Cleaning up messy World Bank data

Packages we will need:

library(tidyverse)
library(tidyr)
library(janitor)
library(magrittr)
library(democracyData)
library(countrycode)
library(ggimage)

When you come across data from the World Bank, often it is messy.

So this blog will go through how to make it more tidy and more manageable in R

For this blog, we will look at World Bank data on financial aid. Specifically, we will be using values for net ODA received as percentage of each country’s GNI. These figures come from the Development Assistance Committee of the Organisation for Economic Co-operation and Development (DAC OECD).

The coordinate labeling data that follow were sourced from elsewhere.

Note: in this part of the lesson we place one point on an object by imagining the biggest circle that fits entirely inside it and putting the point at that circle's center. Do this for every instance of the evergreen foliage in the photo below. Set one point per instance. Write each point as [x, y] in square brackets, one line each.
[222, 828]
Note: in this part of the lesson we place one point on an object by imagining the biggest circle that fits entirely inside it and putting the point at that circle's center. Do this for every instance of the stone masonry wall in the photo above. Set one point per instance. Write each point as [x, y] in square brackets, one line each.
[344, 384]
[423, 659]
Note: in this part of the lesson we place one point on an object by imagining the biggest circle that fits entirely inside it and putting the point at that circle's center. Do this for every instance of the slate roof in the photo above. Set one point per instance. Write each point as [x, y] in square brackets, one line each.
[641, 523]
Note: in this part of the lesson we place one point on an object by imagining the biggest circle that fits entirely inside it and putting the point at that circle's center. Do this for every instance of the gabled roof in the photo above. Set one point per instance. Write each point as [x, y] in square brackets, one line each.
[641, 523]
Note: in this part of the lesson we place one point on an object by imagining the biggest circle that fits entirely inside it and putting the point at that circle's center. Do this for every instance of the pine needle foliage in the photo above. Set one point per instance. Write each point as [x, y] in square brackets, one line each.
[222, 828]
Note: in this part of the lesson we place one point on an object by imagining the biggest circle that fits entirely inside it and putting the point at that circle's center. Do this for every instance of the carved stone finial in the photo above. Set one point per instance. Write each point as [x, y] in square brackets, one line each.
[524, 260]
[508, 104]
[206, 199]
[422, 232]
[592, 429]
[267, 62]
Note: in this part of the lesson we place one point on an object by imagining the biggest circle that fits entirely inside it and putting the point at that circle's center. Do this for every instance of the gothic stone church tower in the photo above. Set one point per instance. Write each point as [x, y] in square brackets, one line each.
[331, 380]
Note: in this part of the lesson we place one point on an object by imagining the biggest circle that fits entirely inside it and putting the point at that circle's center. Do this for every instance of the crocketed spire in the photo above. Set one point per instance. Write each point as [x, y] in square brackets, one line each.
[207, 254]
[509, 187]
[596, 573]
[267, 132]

If we look at the World Bank data downloaded from the website, we have a column for each year and the names are quite messy.

This data is wide form.

Unacceptable.

So we will change the data from wide to long data.

Instead of a column for each year, we will have a row for each country-year.

Before doing that, we can clean up the variable names with the janitor package function: clean_names().

sdg %<>% 
  clean_names() 

ALSO, before we pivot the dataset to longer format, we choose the variables we want to keep (i.e. only country, year and ODA value)

sdg %<>% 
  select(country_name, x1990_yr1990:x2015_yr2015) 

Now we are ready to turn the data from wide to long.

We can use the pivot_longer() function from the tidyr package.

Instead of 286 rows and 27 columns, we will ultimately end up with 6968 rows and only 3 columns.

Source: Garrick Aden-Buie’s (@grrrckTidy Animated Verbs

Thank you to Mr. Aden-Buie for your page visualising all the different ways to transform datasets with dplyr. Click the link to check out more.

Back to the pivoting, we want to create a row for each year, 1990, 1991, 1992 …. up to 2015

And we will have a separate cell for each value of the ODA variable for each country-year value.

In the pivot_longer() function we exclude the country names,

We want a new row for each year, so we make a “year” variable with the names_to() argument.

And we create a separate value for each ODA as a percentage of GNI with the values_to() argument.

sdg %>% 
  pivot_longer(!country_name, names_to = "year", 
               values_to = "oda_gni") -> oda

The year values are character strings, not numbers. So we will convert with parse_number(). This parses the first number it finds, dropping any non-numeric characters before the first number and all characters after the first number.

oda %>% 
     mutate(year = parse_number(year)) -> oda 

Next we will move from the year variable to ODA variable. There are many ODA values that are empty. We can see that there are 145 instances of empty character strings.

oda %>% 
  count(oda_gni) %>% 
  arrange(oda_gni)

So we can replace the empty character strings with NA values using the na_if() function. Then we can use the parse_number() function to turn the character into a string.

oda %>%
  mutate(oda_gni = na_if(oda_gni, "")) %>% 
  mutate(oda_gni = parse_number(oda_gni)) -> oda

Now we need to delete the year variables that have no values.

oda %<>% 
  filter(!is.na(year))

Also we need to delete non-countries.

The dataset has lots of values for regions that are not actual countries. If you only want to look at politically sovereign countries, we can filter out countries that do not have a Correlates of War value.

oda %<>%
  mutate(cow = countrycode(oda$country_name, "country.name", 'cown')) %>% 
  filter(!is.na(cow))

We can also make a variable for each decade (1990s, 2000s etc).

oda %>% 
  mutate(decade = substr(year, 1, 3)) %>% 
  mutate(decade = paste0(decade, "0s"))

And download data for countries’ region, continent and govenment regime. To do this we use the democracyData package and download the PACL dataset.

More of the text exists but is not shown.